I'm pretty sure this has something to do with the early Keech and similar banjo ukes (Rolando, to name one brand) coming out of Cali in the teens.

At any rate, aside from the new Grover bridge on it, this uke is entirely original and in good order. My work included a light fret level/dress, cleaning, and setup. I also built up a damaged slot in the nut. It has that great, loud, projecting, but curiously sweet tone I associate with the better versions of these ukes. This one is also a little fancier than normal with a 2-piece (plus 3-piece center strip) mahogany neck and good turned mahogany pot.


Cool headstock shape!


The nickel frets were set into the face of the neck slightly angled (someone must have had the neck not perfectly in the slotting jig) but that just means I needed to angle the bridge slightly. Intonation is still good and it has a 15-fret neck and a 13" scale. Note that there are no frets at the end of the board -- this is a carry-over from 5-string banjos of the late 1800s whee a space was left for picking/strumming.


I love the painted hearts and parrot on that original skin head. Too cute!


Thee are a couple of scratches across the head but they're stable and the head itself is ready to go for the next 100 or so years.



This uke has a nice inlaid stripe down the side of the rim, too.





These Lyon & Healy patent tuner pegs are my favorite "simple friction peg" of the time. They have brass shafts and the buttons barely ever break down. They also tend to turn more smoothly than other old friction pegs.


The neck is attached to the pot with a big screw on the inside. You can loosen this screw and add shims if you want to increase neck break-angle, but I tend to like to have a lower bridge with a shallower angle on these guys so I can keep the head under medium (rather than high) tension which sounds better to my ears.

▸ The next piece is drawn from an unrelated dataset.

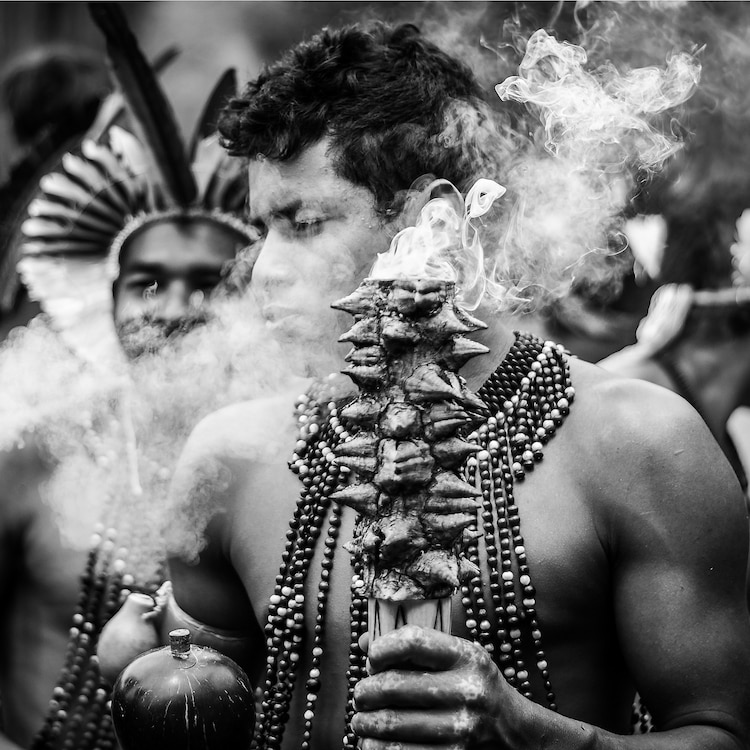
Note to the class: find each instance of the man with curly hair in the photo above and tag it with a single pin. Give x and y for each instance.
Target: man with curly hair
(611, 576)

The mahogany-veneer resonator backplate gives this thing more punch and cut, but if you really wanted it to be "openback," you could just take it off.


The simple tabbed, nailed-on tailpiece allows knotted nylon or gut strings as well as loop-end steel strings. Many banjo ukes from this time have necks that are plenty strong enough to take a light set of steel. I would think you'd want to string it with gauges 12, 20w, 16, 11 or thereabouts in steel for reentrant GCEA on this scale. I have a set of Martin fluorocarbons on this right now and they sound great, though!